Today, scattered among the historic sites and boarded-up buildings are bars, beauty parlors, and insurance offices. Dilapidated homes, vacant lots, and housing projects surround much of the neighborhood. The main draw for tourists are the Martin Luther King Jr. Center for Nonviolent Social Change and King's Queen Anne-style birth place, both about a half-mile from the avenue's commercial district.
Over the years, city and community leaders talked about renovating the area, but talk was never turned into action. The Olympics seem to have been a catalyst to initiate a revitalization effort.
The Corporation for Olympic Development in Atlanta (CODA) has put together a comprehensive redevelopment plan for two adjacent neighborhoods - the Auburn Street commercial district toward downtown and a residential neighborhood that borders it. The plan is a community-based effort that has the neighborhood's and the City Council's approval, says Clara Axam, president of CODA.

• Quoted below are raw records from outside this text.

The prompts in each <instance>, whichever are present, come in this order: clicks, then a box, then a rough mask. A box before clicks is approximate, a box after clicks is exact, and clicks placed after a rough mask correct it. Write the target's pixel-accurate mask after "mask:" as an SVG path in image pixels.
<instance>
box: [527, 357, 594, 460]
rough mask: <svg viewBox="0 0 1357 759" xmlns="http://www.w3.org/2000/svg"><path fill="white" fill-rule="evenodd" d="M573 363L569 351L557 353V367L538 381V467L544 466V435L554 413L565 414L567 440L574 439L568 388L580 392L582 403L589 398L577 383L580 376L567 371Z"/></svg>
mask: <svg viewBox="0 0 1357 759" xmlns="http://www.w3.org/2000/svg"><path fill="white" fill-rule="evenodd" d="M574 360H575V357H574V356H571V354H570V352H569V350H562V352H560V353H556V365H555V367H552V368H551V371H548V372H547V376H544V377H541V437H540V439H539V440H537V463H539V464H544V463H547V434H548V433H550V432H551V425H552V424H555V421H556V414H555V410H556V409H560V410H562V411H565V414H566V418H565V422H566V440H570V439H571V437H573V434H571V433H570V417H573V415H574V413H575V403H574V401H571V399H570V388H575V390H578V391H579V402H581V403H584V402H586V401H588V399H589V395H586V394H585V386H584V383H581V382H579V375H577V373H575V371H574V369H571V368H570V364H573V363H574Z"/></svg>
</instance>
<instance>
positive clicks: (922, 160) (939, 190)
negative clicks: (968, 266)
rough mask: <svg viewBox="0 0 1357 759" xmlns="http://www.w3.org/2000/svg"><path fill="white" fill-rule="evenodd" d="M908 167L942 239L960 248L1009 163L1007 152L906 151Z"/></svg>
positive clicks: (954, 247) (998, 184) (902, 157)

The plan includes the rehabilitation of 750 housing units, the building of 1,120 new houses and offices, and improved street and sidewalk infrastructure in order to attract private investors.
IN addition, individual organizations have proposals for their own improvements or expansion that the CODA proposal supports. Ebenezer Baptist Church, for example, would like to build a sanctuary, and the National Black Arts Festival has been looking at establishing a permanent headquarters in the area. The African-American Panoramic Experience Museum, which has a small exhibit space on Auburn, is planning a larger facility.
Other projects that are part of the plan have already received funding and are under way or slated to begin:
* The National Park Service, which has been renovating the Martin Luther King Jr., preservation district since 1980, will spend another $11.8 million on the historic site. The money will go toward creating a visitor center, landscaping, and restoring homes. So far, about 18 of 27 houses have been completed.
* NationsBank and the city have allocated $2.6 million to the Historic District Development Corporation, a neighborhood group, to build 30 homes and rehabilitate 10 others on a residential street near the King district. The project is scheduled for completion in late 1995.
* A $7.7 million package of city and federal funds will be used for creating new sidewalks, a curbside market under the interstate, and other streetscape improvements. Construction will begin this spring.
Community leaders like Mr. Spiller emphasize that the revitalization effort must be considered more than a temporary touch-up. ``You have to talk about safety, the environment, housing, jobs, youth, senior citizens,'' he says.
``We've never had any illusion that we'd get all of this done by 1996,'' Ms. Axam adds. ``These are long-term plans'' that will continue for 10 to 15 years, she says.
To residents such as Paul Sherwood, a revitalized Auburn would be a welcome change. Mr. Sherwood, who has spent all of his 71 years in the neighborhood, lived here during its glory days. ``It used to have streetcars,'' he reminisces. ``We had a theater, several eating establishments, a library.''
According to Axam, the community lacks neither vision nor energy for the project. ``we're rolling up our sleeves and saying `How do we fund it?' '' she says. The community is seeking public- and private-sector money.